As the epicentre of Sri Lanka’s thriving tea industry, Nuwara Eliya is a busy commercial town, but it is also  popular with vacationers, with its numerous parks, trekking trails and graceful colonial buildings. A large proportion of the town’s residents are ‘Indian Tamils’, descendants of impov-erished, low caste labourers imported into Sri Lanka by the British to work their tea gardens. They are distinct from ‘Jaffna Tamils’, resident in northern Sri Lanka for centuries. Unlike the latter, the Indian Tamils seem content with peaceful co-existence with the indigenous Sinhala majority. They are not ardent supporters of the Tamil Eelam, a separate Tamil state in Sri Lanka and cause celebre, which prompted the recently concluded two-decades long civil war in this charming island republic.

After days of surviving on hoppers — rotis and vegetables finely chopped into bits and garnished with spices — staple Sri Lankan street food, I feasted in a Tamil restaurant and took a bus to the nearby settlement of Sita Eliya.

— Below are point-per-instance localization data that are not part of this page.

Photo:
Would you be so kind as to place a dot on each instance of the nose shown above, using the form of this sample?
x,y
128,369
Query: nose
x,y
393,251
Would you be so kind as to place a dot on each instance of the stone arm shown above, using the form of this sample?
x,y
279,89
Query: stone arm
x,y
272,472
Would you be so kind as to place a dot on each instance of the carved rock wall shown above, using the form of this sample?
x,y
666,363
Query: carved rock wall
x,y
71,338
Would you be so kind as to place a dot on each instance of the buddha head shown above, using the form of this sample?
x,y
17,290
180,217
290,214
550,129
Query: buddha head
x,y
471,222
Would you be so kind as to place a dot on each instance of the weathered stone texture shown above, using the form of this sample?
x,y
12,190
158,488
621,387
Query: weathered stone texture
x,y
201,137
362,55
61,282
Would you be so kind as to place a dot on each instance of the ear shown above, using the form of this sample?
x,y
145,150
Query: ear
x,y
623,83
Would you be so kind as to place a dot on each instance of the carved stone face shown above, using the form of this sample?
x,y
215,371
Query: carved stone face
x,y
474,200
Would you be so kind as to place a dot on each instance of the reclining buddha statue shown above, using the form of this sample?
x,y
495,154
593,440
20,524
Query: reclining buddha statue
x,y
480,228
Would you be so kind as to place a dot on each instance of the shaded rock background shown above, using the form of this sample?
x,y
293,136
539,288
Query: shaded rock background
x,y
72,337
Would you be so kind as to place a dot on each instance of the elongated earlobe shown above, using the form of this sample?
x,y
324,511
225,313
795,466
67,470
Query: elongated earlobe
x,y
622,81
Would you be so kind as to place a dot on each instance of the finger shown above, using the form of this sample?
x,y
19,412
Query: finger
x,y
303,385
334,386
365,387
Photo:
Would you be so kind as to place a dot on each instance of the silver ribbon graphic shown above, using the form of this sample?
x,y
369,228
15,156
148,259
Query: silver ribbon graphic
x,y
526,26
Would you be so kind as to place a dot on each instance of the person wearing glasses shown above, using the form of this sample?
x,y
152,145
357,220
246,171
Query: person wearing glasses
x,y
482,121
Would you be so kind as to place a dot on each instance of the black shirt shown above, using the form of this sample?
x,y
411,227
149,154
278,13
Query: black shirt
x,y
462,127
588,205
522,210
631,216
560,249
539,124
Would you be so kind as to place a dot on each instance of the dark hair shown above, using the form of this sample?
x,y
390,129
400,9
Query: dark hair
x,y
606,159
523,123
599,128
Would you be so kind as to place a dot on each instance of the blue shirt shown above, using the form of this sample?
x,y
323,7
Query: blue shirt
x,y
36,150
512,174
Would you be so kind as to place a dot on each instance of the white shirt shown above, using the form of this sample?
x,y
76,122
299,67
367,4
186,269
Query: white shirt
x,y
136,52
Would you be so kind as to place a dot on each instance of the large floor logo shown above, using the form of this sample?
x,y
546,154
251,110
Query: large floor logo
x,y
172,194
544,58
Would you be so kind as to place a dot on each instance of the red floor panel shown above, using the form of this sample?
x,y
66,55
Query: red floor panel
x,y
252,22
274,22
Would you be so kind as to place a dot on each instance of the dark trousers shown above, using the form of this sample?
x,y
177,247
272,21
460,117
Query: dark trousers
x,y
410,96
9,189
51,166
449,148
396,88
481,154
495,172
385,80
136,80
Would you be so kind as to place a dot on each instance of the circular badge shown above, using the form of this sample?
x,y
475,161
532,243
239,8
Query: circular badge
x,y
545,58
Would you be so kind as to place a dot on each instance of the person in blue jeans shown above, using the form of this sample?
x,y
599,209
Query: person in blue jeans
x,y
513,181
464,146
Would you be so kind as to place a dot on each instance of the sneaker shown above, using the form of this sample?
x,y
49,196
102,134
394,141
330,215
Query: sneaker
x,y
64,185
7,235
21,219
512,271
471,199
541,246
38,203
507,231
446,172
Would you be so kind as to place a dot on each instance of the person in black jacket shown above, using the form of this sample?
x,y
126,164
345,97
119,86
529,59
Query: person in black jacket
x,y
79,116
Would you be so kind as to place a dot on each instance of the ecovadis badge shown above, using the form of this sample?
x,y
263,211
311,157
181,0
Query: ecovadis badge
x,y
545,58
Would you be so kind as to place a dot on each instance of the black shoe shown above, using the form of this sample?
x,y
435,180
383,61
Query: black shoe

A Tamil-style temple, built on a brookside, marked the spot of the Ashoka Vatika, the garden where, so goes the legend, Sita was discovered by Hanuman.

My second Sri Lankan sojourn was now at an end. I boarded a bus for a six-hour drive back, down winding roads over thickly-clad hills, past little hamlets and placid Buddhist monas-teries till I found myself back in the bustle of Pettah, the heart of Colombo, which I had fled days ago. Staying in roadside lodges, cheap but remarkably comfortable, and getting about on Sri Lanka’s enviably efficient public transport system, it had been a relatively inexpensive but rewarding vacation. I hope to return soon to lovely Serendip.